Pero me ignoró y comenzó a deslizarse por la alfombra. Nunca había visto a nadie caminar de esa manera. Sus pies parecían patinar en silencio sobre el piso, como si realmente ella no lo tocara. Se deslizó serenamente hacia la puerta y la abrió.

– Sería mejor que esperase -dije humildemente.

En honor a la verdad esto me ponía la carne de gallina y no sabía qué decirle. Ella no parecía oírme, o si lo hacía, no se daba cuenta.

– De bota -dijo de nuevo, con una voz ronca. Y luego se deslizó a través de la puerta y hacia el corredor.

Por supuesto, fui detrás suyo. Pero lo que vi a continuación fue tan repentino y desagradable que casi desearía no haberlo visto. En un segundo estaba justo fuera de la puerta, y yo estaba extendiendo mi mano para tomarla del brazo, y ella se deslizaba a lo largo del reluciente corredor, tan rápido como si estuviese corriendo. Pero ella no corría para nada. Se alejaba de mí sin siquiera mover sus piernas.

– ¡Señora Herz! -llamé, pero mi voz estaba estrangulada y sonaba extraña. Sentí que dentro mío subía un miedo oscuro, como si viera un rostro blanco por la ventana en mitad de la noche.
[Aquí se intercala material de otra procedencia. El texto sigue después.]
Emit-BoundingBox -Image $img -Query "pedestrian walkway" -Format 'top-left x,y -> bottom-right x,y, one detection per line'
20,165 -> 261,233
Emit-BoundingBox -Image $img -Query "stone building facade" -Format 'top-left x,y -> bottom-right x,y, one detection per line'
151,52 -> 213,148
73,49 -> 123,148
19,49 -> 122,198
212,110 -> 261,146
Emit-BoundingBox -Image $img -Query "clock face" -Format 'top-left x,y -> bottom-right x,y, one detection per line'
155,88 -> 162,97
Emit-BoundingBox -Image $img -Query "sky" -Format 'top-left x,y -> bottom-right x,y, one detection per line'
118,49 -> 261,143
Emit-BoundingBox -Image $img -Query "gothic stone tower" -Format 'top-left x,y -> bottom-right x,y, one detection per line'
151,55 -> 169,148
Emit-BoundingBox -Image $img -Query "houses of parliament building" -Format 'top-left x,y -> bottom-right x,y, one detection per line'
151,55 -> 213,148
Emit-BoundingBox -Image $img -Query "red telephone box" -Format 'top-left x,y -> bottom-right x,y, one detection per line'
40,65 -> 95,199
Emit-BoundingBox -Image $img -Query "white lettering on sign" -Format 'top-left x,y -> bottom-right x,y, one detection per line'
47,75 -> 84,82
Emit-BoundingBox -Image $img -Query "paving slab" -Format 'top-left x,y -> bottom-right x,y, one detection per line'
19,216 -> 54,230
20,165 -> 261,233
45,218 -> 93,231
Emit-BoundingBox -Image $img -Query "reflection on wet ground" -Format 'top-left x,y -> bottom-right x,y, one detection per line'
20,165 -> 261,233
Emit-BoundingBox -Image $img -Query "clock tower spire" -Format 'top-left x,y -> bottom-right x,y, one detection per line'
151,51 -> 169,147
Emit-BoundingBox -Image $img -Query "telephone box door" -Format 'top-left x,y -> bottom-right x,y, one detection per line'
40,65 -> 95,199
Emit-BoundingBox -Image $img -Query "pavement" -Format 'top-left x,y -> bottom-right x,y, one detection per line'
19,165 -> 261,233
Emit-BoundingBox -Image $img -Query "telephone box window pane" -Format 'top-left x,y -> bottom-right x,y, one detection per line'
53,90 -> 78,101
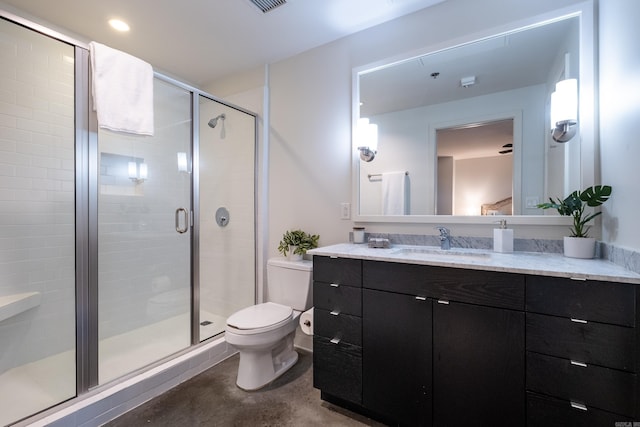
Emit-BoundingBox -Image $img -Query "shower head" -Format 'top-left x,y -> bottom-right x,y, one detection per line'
209,113 -> 227,129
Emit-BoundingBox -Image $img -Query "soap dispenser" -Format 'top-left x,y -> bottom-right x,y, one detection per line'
493,219 -> 513,253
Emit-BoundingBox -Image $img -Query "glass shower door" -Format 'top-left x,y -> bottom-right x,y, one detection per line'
98,78 -> 192,384
0,18 -> 76,425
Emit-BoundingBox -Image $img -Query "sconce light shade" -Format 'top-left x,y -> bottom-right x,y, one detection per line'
178,151 -> 189,172
138,163 -> 149,181
127,162 -> 149,184
550,79 -> 578,142
356,118 -> 378,162
127,162 -> 138,180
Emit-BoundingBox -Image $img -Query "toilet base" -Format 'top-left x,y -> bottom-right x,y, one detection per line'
236,331 -> 298,391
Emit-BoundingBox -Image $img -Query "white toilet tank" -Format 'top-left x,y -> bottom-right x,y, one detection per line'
266,258 -> 313,311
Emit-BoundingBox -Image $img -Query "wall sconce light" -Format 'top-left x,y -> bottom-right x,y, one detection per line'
178,151 -> 189,172
551,79 -> 578,142
356,118 -> 378,162
128,162 -> 148,184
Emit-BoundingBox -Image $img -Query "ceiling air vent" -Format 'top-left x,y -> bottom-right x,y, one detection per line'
249,0 -> 287,13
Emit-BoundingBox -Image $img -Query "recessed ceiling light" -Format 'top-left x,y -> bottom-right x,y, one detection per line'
109,19 -> 129,32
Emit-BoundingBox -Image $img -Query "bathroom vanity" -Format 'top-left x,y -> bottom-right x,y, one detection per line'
310,244 -> 640,426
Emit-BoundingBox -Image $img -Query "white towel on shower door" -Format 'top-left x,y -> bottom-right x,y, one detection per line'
89,42 -> 154,136
382,172 -> 407,215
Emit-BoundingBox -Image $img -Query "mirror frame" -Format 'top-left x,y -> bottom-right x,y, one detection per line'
351,0 -> 598,225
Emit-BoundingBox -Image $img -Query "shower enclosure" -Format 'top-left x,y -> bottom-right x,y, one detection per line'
0,10 -> 256,426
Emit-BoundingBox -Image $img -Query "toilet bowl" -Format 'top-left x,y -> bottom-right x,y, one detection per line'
225,302 -> 300,390
225,258 -> 311,390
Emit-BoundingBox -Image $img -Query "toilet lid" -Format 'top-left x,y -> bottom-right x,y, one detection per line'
227,302 -> 293,330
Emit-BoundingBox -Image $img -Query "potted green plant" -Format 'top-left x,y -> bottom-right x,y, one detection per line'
538,185 -> 612,258
278,230 -> 320,260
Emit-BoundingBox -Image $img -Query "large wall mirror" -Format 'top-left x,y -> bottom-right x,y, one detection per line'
353,5 -> 594,224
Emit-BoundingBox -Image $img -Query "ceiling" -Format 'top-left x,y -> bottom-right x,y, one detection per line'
0,0 -> 445,87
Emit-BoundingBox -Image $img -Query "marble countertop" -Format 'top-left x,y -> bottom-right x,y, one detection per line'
307,243 -> 640,285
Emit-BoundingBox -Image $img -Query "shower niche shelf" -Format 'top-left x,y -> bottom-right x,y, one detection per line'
0,292 -> 41,322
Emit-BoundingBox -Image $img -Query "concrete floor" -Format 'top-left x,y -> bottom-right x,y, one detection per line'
106,350 -> 384,427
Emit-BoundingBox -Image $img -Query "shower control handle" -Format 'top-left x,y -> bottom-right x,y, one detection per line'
176,208 -> 189,234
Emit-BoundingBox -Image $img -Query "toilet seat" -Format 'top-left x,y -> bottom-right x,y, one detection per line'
227,302 -> 293,335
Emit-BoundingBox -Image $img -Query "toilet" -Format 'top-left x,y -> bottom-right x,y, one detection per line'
225,258 -> 313,390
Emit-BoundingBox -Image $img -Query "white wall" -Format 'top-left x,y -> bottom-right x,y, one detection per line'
597,0 -> 640,251
214,0 -> 592,251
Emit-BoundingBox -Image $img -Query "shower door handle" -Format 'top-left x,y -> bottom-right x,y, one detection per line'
176,208 -> 189,234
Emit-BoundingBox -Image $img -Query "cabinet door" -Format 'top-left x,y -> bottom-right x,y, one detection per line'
362,289 -> 432,426
433,302 -> 525,427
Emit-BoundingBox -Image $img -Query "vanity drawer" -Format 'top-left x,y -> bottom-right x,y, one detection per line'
313,335 -> 362,404
363,261 -> 525,311
526,313 -> 636,372
313,282 -> 362,316
527,392 -> 632,427
527,276 -> 636,327
313,308 -> 362,346
527,352 -> 637,417
313,255 -> 362,288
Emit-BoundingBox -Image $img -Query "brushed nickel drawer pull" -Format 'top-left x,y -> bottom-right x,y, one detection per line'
569,400 -> 588,411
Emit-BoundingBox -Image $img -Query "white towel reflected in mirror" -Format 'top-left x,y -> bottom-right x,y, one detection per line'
382,171 -> 409,215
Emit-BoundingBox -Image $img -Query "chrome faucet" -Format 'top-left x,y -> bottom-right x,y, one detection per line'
436,226 -> 451,251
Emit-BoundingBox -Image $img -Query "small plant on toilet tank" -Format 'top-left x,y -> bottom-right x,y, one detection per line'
278,230 -> 320,257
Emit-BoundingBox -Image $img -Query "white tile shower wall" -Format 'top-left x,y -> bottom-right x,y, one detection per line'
0,20 -> 75,373
200,100 -> 256,320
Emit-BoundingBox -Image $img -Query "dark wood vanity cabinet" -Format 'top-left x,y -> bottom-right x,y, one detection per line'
362,289 -> 433,426
526,276 -> 640,426
433,302 -> 525,427
314,256 -> 640,427
363,261 -> 525,426
313,256 -> 362,405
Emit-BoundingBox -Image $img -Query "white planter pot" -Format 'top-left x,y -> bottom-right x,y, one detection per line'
564,236 -> 596,259
287,246 -> 302,261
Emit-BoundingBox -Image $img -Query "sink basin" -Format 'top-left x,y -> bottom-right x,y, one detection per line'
393,246 -> 491,261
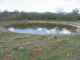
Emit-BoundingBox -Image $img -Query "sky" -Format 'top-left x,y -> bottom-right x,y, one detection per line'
0,0 -> 80,12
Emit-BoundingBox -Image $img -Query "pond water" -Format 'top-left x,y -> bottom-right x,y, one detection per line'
7,23 -> 77,34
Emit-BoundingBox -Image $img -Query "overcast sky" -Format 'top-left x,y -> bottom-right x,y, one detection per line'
0,0 -> 80,12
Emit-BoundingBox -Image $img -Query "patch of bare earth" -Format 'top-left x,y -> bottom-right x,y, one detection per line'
30,56 -> 36,60
33,48 -> 45,54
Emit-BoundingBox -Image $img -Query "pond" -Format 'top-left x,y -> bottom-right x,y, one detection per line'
7,23 -> 77,34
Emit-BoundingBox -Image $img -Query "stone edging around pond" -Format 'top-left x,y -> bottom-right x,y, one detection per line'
0,21 -> 80,32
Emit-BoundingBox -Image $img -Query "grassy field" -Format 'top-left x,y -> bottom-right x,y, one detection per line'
0,20 -> 80,60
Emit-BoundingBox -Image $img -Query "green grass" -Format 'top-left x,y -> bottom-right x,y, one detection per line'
0,22 -> 80,60
0,32 -> 80,60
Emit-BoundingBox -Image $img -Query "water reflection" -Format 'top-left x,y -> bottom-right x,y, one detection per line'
8,27 -> 72,34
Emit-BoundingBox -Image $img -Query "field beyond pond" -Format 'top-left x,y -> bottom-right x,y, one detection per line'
0,20 -> 80,60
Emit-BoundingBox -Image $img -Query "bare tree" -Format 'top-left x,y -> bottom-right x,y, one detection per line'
72,8 -> 79,14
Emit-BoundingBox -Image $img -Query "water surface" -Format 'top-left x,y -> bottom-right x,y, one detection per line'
7,23 -> 77,34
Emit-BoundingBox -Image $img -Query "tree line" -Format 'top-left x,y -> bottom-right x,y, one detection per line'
0,8 -> 80,21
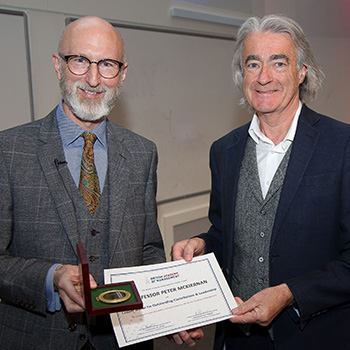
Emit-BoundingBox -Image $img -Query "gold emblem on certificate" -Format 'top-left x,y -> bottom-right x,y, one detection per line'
96,289 -> 131,304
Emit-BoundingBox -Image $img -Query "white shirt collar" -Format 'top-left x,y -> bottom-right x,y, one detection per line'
249,101 -> 303,148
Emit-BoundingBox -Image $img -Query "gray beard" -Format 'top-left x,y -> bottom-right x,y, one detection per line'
60,72 -> 120,122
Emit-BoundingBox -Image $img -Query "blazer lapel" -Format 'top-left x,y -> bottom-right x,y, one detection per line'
38,110 -> 79,251
271,106 -> 319,247
107,122 -> 129,265
222,124 -> 249,266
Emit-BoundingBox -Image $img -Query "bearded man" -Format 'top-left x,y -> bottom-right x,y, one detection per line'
0,17 -> 165,350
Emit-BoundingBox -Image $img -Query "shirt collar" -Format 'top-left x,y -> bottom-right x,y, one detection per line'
56,100 -> 107,147
249,101 -> 303,146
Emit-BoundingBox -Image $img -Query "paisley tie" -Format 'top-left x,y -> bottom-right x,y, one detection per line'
79,132 -> 100,215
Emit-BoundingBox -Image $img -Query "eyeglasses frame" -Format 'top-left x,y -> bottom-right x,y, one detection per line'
58,53 -> 125,79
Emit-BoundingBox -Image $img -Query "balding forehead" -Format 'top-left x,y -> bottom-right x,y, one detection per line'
59,16 -> 124,52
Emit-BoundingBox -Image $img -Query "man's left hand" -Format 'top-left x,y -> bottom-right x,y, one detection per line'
230,283 -> 293,326
168,328 -> 204,347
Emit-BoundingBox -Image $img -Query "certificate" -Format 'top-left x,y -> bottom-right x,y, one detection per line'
105,253 -> 237,347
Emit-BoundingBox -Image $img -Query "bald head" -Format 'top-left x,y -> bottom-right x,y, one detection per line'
58,16 -> 124,62
52,17 -> 128,130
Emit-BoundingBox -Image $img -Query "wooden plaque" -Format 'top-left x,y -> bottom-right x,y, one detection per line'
77,243 -> 143,316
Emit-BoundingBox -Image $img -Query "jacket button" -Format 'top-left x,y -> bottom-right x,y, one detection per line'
68,323 -> 77,332
90,229 -> 98,236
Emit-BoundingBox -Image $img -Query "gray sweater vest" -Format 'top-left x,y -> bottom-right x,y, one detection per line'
232,137 -> 292,301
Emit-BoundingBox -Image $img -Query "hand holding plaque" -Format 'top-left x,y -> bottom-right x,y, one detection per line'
77,243 -> 143,316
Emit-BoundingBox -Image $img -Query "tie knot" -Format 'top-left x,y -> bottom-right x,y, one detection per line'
81,132 -> 97,147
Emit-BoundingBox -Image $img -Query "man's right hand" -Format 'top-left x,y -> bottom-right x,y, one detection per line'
170,237 -> 205,261
53,265 -> 97,313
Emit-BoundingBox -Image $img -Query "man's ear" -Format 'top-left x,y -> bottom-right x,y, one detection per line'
52,53 -> 61,80
120,62 -> 128,86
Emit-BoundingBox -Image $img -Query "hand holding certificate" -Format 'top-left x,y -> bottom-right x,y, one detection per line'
105,254 -> 236,347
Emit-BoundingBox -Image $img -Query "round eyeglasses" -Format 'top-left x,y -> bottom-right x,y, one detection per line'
58,53 -> 124,79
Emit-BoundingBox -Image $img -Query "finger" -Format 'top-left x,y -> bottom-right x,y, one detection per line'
178,331 -> 196,347
89,275 -> 97,289
170,239 -> 188,260
172,333 -> 184,345
235,297 -> 244,305
189,328 -> 204,340
184,238 -> 205,261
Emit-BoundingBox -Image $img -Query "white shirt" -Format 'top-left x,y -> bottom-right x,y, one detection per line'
249,101 -> 302,198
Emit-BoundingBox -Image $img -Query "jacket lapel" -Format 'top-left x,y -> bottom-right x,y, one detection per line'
222,124 -> 249,266
107,122 -> 130,266
270,106 -> 319,247
38,109 -> 79,251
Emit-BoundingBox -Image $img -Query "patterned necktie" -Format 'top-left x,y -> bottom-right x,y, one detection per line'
79,132 -> 100,215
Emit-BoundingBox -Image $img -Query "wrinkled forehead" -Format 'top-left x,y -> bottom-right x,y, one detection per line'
59,20 -> 124,60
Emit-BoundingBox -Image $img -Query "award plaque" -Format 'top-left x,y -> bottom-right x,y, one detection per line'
77,243 -> 143,316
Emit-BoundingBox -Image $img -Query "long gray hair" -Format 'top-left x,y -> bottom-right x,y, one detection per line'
232,15 -> 324,104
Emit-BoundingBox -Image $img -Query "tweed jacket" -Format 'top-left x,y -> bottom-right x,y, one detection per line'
0,110 -> 165,350
201,105 -> 350,350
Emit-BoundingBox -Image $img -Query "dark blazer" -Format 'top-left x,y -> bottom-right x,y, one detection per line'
0,110 -> 165,350
201,105 -> 350,350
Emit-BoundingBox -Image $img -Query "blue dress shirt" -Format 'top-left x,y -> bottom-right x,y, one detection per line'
46,101 -> 108,312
Ella se volvió, una vez, al final del corredor. Estaba parada en lo alto de las escaleras. Parecía estar tratando de hacer algún ademán o levantar su brazo, más como si estuviera tratando de espantar algo que si quisiera llamarme para que la ayudase. Entonces desapareció escaleras abajo y oí su viejo y rígido cuerpo cayendo y rebotando de escalón en escalón.

Yo me arrojé hacia el final del corredor. Las puertas se abrían por todos lados y se asomaban caras ansiosas y curiosas.